People were more concerned about the welfare of cattle sent to Indonesia than about fair treatment of our citizens in Indonesia's prisons and courts.

Two words that Australians most immediately associate with Indonesia were "holiday" and "Muslim", while nearly one fifth of those surveyed thought Bali was a country all its own.

I did manage to find some news about Indonesia: Indonesia Not in Crisis Level as Conditions Haven’t Deteriorated
Even by comparisons to the 1997-98financial crisis, the current account deficit was exacerbated by large amounts of dollar-denominated debt held by companies, a situation that is different today in which companies’ balance sheets are much stronger. Fifteen years ago, Chatib said [Finance Minister M. Chatib Basri], the banking system was weak, with non-performing loan ratios at more than 30 percent, but now that ratio is less than 4 percent.
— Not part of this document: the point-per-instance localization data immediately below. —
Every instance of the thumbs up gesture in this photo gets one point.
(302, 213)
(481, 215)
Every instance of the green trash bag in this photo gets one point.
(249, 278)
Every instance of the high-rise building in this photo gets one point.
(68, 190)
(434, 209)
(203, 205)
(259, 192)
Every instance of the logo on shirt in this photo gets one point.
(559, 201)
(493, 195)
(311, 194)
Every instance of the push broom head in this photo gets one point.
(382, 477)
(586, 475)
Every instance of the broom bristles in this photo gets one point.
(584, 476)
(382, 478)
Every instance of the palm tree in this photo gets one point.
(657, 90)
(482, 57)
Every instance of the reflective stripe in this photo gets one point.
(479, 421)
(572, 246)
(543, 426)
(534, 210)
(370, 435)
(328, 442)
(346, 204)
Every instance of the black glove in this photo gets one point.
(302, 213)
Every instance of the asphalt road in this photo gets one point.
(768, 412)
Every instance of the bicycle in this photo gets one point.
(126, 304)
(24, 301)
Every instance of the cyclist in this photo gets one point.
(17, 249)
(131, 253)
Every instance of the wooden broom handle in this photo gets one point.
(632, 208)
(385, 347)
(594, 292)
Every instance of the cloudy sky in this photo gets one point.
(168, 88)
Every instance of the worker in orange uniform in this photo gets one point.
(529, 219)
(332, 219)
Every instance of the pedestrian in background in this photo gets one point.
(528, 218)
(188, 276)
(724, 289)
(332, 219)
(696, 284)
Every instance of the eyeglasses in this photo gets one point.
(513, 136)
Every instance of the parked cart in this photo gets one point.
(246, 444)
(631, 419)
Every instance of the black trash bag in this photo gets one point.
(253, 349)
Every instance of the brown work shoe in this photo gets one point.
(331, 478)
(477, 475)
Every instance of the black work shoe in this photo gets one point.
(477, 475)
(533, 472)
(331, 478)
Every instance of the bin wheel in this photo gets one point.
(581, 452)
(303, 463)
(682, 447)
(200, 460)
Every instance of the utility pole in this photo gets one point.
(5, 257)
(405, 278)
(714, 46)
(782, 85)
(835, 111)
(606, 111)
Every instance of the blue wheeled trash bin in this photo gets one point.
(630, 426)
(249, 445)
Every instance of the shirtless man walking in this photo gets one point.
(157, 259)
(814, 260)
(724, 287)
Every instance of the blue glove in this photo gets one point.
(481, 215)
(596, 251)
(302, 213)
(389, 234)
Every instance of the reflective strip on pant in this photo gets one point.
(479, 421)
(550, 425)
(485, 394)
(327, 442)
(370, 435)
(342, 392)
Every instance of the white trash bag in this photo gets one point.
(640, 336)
“We always perceive ourselves as the only one country in the world. In perspective of many countries, we can see Indonesia more calmly and more clearly,” Chatib said. “We are not in a situation that all is well. The fact that the government is announcing the four policy packages shows that we have to anticipate that the situation can go toward [a crisis]. But now, for example with liquidity measure, we are not like [the situation] in 2008.”
The 10-year government bond in Indonesia is up from 5.5% in April to 8.5% in August. All of the numbers look good before a crisis and turn bad once the crisis gets underway. China also has very low non-performing loan ratios today, but that doesn't mean the system is sound.